Kerry Whitsett, community outreach specialist with Community-Minded Enterprises and Project MOVE, said the program is funded by a grant from the Department of Education and is a collaborative effort with the Washington Initiative for Supported Employment, University of Washington’s Center for Disability Policy and Research, and Big Brothers Big Sisters of the Inland Northwest. 

These partners believe “a healthy relationship with a caring adult is often the factor that will enable otherwise vulnerable 16- to 21-year-olds to succeed.”

Project Move has seven mentor-mentee matches and four mentors ready to be matched with youth.  Of 19 youth waiting for mentors, 13 are men and six are women.

Mentors meet with the youth one to two hours at least twice a month for a year, and talk on the phone.  Because Project MOVE is a research project, mentors record and turn in activity reports.

“It’s about creating relationships that may extend beyond the program if they are genuine,” Ray said.

“Mentors are not expected to solve people’s problems, but to encourage them and offer guidance,” Kerry added.  “Informal mentors in our lives provide an example to follow or offer words of support during our struggles.”

Ray said that although youth with disabilities are mainstreamed in school, “there’s a gap for people with disabilities to integrate into society.  Services drop away after high school.  More than 70 percent of people with disabilities are unemployed.”

He hopes to learn about limits systems can place on people.

“I like helping people find opportunities to better their lives and enter the mainstream,” he said.  “Often people carry the label of their disability and the focus is on what they can’t do.  This is a chance to help people focus on their abilities.

“People internalize what are told they can’t do.   It’s often what they become.  Some are frustrated, wanting to do more than bag groceries,” Ray explained.

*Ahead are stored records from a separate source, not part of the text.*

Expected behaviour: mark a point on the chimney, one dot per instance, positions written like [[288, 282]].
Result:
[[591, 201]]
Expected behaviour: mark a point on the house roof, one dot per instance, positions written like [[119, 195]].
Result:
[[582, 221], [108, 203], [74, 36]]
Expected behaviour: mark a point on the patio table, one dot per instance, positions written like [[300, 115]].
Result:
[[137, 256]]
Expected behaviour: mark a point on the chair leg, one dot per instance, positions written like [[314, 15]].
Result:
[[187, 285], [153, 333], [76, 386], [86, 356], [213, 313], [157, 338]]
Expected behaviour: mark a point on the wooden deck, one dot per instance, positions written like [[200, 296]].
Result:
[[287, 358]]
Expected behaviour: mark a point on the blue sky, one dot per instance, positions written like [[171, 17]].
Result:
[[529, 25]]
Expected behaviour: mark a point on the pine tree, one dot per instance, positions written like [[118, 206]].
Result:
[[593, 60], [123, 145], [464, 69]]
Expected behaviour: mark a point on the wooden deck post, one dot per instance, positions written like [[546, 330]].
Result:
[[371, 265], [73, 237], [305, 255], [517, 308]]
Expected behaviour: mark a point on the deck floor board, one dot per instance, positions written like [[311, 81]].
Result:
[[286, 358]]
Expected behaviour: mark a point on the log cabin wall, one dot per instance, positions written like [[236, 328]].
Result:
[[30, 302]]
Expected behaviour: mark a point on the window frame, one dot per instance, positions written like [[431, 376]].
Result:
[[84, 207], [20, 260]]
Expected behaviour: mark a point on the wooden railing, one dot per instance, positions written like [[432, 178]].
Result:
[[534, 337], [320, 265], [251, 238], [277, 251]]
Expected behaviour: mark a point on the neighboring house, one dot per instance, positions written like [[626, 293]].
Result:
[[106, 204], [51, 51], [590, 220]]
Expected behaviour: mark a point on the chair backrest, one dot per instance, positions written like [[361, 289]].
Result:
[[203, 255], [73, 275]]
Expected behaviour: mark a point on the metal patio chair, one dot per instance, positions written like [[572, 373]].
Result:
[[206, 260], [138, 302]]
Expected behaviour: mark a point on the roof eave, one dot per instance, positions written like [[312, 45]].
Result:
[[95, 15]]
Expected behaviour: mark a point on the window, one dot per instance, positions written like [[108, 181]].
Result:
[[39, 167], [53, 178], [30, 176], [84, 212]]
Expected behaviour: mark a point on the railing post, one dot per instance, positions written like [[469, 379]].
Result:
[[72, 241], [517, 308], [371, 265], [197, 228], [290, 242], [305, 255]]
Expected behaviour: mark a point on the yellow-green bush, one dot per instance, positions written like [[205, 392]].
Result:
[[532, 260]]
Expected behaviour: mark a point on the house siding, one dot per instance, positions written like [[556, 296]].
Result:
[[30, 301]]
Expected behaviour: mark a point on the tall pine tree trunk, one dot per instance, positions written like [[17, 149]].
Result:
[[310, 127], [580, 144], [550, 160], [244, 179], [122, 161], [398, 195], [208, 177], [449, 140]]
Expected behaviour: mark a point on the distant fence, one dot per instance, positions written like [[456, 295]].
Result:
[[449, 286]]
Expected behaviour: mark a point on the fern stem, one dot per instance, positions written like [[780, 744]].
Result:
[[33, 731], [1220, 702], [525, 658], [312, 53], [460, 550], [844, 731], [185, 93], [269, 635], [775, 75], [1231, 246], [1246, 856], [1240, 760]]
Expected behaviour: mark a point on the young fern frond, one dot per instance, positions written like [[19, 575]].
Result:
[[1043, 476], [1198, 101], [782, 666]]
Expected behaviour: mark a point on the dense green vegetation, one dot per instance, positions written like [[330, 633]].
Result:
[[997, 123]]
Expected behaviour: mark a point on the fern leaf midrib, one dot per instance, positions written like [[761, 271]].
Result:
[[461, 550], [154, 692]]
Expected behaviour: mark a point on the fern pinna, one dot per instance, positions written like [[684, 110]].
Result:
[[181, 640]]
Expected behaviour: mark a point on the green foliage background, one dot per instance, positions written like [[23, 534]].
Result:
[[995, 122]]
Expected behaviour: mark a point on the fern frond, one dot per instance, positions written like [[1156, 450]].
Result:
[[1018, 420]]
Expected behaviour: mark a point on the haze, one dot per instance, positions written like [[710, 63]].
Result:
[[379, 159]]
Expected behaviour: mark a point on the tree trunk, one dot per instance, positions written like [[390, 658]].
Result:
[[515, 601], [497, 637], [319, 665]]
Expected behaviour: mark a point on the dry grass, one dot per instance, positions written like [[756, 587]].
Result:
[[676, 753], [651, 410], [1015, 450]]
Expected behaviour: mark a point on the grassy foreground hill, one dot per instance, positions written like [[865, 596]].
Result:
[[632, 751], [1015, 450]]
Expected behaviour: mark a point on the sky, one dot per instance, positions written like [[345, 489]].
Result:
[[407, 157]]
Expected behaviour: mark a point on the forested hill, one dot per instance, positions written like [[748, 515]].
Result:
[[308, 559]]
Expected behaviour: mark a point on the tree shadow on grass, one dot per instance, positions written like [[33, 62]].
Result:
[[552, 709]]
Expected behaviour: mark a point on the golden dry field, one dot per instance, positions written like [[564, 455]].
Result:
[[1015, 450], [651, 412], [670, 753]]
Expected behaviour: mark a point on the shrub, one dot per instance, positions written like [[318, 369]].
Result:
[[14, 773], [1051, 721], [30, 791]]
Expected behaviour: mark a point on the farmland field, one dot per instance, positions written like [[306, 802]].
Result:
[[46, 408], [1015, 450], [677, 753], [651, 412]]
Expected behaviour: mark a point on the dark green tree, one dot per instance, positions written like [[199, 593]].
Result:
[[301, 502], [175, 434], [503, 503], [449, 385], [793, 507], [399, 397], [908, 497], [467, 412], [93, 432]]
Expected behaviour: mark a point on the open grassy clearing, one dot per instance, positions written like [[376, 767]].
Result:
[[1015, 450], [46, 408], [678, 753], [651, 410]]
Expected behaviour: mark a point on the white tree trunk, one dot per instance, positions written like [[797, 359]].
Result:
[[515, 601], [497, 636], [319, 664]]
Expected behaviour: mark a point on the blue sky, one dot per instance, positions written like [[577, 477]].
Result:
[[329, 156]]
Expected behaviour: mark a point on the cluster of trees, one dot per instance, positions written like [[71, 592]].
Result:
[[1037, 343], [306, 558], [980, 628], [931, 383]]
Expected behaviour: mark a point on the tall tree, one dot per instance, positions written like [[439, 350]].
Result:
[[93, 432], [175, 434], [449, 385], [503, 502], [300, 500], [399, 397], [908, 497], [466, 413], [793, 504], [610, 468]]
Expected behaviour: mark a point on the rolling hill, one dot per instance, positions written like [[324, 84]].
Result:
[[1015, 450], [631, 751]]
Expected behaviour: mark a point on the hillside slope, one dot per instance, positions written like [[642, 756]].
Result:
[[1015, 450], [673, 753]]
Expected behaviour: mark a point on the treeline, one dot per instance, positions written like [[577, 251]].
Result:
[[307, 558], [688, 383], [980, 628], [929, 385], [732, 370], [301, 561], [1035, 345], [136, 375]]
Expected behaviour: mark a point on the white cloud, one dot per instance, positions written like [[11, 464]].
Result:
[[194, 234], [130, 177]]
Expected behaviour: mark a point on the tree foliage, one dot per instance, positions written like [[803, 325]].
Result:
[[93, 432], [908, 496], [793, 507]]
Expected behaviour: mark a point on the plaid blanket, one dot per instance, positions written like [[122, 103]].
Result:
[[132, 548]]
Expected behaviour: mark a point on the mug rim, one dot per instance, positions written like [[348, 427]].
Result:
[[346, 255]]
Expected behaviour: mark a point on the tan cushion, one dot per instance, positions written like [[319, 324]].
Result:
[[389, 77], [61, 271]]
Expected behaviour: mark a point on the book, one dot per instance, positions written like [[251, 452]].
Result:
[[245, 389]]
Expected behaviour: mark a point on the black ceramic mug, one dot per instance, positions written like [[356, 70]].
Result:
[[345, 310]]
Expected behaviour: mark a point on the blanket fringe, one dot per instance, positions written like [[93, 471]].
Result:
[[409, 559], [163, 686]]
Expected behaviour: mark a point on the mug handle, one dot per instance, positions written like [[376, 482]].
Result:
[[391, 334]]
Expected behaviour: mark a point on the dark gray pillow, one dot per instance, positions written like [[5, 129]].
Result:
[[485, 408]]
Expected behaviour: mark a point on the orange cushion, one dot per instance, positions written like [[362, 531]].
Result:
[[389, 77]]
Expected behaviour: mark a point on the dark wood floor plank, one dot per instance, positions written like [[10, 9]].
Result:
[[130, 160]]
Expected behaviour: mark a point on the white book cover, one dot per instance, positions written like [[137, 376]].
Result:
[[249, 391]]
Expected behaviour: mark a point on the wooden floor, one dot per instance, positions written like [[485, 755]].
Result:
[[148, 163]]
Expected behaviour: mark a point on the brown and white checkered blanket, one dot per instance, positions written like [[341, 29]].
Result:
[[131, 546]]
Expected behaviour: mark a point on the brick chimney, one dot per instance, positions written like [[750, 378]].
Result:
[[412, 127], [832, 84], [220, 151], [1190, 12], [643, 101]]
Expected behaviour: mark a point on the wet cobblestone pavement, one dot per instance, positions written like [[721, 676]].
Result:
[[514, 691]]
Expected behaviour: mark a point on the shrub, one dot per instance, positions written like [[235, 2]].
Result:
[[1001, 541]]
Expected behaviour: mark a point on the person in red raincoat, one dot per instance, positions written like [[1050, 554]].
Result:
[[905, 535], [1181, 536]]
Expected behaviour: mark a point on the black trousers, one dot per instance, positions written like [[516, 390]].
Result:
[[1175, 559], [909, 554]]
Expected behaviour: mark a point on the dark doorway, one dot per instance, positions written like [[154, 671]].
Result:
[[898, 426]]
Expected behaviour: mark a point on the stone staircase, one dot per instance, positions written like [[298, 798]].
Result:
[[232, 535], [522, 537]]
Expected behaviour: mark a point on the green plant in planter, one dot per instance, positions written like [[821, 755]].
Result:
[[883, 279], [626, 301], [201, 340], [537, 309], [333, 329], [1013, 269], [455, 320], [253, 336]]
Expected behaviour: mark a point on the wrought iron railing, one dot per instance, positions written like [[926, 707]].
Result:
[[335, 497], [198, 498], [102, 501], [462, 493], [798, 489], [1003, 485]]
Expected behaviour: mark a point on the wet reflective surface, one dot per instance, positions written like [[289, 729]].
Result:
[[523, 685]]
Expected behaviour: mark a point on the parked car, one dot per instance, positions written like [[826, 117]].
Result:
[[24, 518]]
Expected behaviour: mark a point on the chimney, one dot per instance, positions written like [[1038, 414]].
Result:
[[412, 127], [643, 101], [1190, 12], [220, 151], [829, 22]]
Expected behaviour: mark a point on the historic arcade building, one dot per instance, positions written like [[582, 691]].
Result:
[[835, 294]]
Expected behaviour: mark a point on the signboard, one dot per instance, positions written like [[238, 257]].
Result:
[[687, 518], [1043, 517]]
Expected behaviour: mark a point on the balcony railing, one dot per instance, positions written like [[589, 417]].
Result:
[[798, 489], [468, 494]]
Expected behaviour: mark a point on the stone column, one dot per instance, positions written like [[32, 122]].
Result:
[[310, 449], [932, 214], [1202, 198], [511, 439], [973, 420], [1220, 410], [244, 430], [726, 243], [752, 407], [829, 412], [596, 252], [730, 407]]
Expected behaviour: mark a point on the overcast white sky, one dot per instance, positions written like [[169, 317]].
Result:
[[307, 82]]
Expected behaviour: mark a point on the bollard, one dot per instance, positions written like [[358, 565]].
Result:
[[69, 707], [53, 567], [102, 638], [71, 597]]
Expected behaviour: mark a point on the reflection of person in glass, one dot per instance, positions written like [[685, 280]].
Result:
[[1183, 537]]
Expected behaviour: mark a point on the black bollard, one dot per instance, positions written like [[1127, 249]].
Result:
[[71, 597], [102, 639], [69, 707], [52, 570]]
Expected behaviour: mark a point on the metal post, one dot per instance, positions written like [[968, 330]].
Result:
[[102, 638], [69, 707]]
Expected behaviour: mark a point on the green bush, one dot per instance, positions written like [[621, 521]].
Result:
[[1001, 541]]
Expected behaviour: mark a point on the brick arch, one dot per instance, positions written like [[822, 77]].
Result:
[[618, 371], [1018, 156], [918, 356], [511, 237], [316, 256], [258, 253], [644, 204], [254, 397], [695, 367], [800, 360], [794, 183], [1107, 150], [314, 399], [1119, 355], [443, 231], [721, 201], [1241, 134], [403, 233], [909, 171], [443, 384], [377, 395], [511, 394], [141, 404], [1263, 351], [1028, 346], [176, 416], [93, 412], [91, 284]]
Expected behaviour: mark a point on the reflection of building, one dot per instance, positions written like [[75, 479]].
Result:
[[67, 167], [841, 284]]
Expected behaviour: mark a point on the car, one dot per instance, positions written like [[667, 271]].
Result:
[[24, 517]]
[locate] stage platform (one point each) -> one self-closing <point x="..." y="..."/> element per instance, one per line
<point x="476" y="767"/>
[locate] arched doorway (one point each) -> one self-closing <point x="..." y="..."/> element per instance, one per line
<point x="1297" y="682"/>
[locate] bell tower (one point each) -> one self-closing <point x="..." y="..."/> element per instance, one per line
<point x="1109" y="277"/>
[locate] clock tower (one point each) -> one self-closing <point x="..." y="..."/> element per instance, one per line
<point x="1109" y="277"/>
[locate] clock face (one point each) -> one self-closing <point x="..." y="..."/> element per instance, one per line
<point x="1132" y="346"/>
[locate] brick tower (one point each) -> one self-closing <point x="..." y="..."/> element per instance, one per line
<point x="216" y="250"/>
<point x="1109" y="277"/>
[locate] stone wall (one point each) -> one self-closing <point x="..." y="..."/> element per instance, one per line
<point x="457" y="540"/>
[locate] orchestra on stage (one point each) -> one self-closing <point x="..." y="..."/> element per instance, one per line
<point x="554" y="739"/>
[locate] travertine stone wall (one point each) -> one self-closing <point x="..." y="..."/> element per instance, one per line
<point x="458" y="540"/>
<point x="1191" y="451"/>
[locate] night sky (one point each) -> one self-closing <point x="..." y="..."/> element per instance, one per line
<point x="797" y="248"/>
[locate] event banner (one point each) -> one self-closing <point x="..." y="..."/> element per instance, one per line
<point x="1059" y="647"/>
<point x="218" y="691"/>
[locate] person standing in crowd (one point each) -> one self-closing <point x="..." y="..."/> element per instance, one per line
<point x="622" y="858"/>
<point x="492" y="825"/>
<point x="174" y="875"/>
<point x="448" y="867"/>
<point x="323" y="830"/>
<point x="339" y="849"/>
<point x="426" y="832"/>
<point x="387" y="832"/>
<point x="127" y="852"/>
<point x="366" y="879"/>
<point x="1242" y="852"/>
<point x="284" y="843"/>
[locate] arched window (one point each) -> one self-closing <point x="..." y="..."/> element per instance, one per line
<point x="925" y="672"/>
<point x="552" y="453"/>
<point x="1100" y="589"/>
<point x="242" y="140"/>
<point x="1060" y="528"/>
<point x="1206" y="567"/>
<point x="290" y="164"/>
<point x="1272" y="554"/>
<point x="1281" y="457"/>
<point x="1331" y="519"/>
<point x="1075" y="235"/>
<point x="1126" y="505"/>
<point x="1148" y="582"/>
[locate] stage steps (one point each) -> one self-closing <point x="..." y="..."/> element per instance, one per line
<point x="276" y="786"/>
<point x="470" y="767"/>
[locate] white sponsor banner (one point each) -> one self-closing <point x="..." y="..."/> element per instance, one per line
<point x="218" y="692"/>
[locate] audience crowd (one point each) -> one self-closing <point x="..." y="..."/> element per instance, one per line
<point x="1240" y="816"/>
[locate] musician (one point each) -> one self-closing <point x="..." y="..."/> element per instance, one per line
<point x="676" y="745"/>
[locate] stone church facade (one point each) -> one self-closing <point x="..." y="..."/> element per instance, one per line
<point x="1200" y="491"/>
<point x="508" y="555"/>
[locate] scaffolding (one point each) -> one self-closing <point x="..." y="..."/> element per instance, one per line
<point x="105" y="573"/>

Project MOVE looks at people’s skills and potential, rather than their limitations.

“We want to help people focus on something greater than themselves and their issues,” he said.

Ray has experienced people who see his physical limitations and make assumptions.  He has learned, however, not to assume they are making assumptions.

“Once a woman began quizzing me about my disability.  I thought it was intrusive and rude,” he said.  “Then she said she asked because she was just diagnosed with multiple sclerosis and wondered what might be ahead for her.”

For him, faith is a factor—with background in Presbyterian and later Unitarian congregations—as he continues to search for possibilities in himself and around himself, “to see something greater than the day-to-day world.”

Ray said that when he decided to live, he trusted he would be okay and have a good life.

Project MOVE organizers are available to meet with churches and community groups to inform them of the program and opportunities to recruit volunteers.